Why LinkedIn is losing its value to me

4 minute read

 

I don’t know about you, but I am a little frustrated with LinkedIn lately. Every single day now I am getting multiple generic “I’d like to connect with you on LinkedIn” messages. Most of these are coming from people I do not know, and as they are mostly generic, I have to assume that the senders are not really interested in making a connection – but simply are building up the contacts they have. That does not make any sense to me. In fact, I think it dilutes the value of their real network. Our Dealmaker Index Global Sales Benchmark Study would suggest that there is little correlation between the number of contacts someone has on LinkedIn and their revenue achievement. The value is in how you build connections, not how you accumulate contacts.

I am a huge fan of social networks and have personally built relationships and won business directly as a result of our social media activity. We have even built LinkedIn and Twitter integration directly into our Political Map Express and Dealmaker Smart Opportunity Manager products to make it easier for our customers to leverage their social networks.

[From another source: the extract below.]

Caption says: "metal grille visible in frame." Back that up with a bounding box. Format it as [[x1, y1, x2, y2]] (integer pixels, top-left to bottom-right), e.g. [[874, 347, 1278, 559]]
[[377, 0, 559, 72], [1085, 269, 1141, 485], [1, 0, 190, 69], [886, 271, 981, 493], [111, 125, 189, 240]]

At The TAS Group our core philosophy has been to shape thinking, cultivate customers and earn permission to engage. We try to follow 4 key principles:

1. The Social Universe is a great place to listen and learn

2. You Should Give Value First and Expect Nothing in Return

3. You Must Be Authentic, Be Prepared to Fail, and Don’t Give Up

4. It is advisable to be Open, Collaborate, and Co-Create – Let Others Play in the Community

The recent trend towards accumulating contacts seems to fly in the face of that. If those who you link with have a massive network, but you are not really connected to them, then it dilutes the value of your network, as they keep popping up as the link, and that sometimes gets in the way of people who you really now, and who might really help. Perhaps LinkedIn’s recent practice of continuously suggesting new people to connect with is partly to blame for this. It may well the case that LinkedIn has a different agenda – will we see them entering the CRM market with a ‘contacts-already-supplied’ strategy, who knows? – but as a social network to build connections it is losing its value, IMO.’

This was really brought home to me when a female colleague of mine received the worst kind of message. It went like this …

Subject: Hello
How are you? I hope it has been a productive week for you..
I know the idea of using LinkedIn for an online dating websites purpose is weird. I don’t do this all the time. But i was captivated by your profile picture. I don’t how recent the picture is,but you caught my attention and you look very beautiful.We belong to the same group (Sales / Marketing Executives (CSO/CMO)).
However,I’d love to get to you know you if you’re single and available to date. We could get to know each other and meet for lunch,dinner or a cup of coffee whenever we are both comfortable to meet and depending on your schedule.
What do you think?

Really?

Is this really what LinkedIn has come to?

I seem to remember that, in the past on LinkedIn, you used to have to identify how you knew the person before you invited them to connect. I, for one, would like to see that – or some other threshold of relationship – reinstated.

Otherwise the spam-factor will just increase and we will have to look at alternative solutions, and that would be a shame.

And yes, I will post this on LinkedIn, and see if there is any response. If you care about this, please share.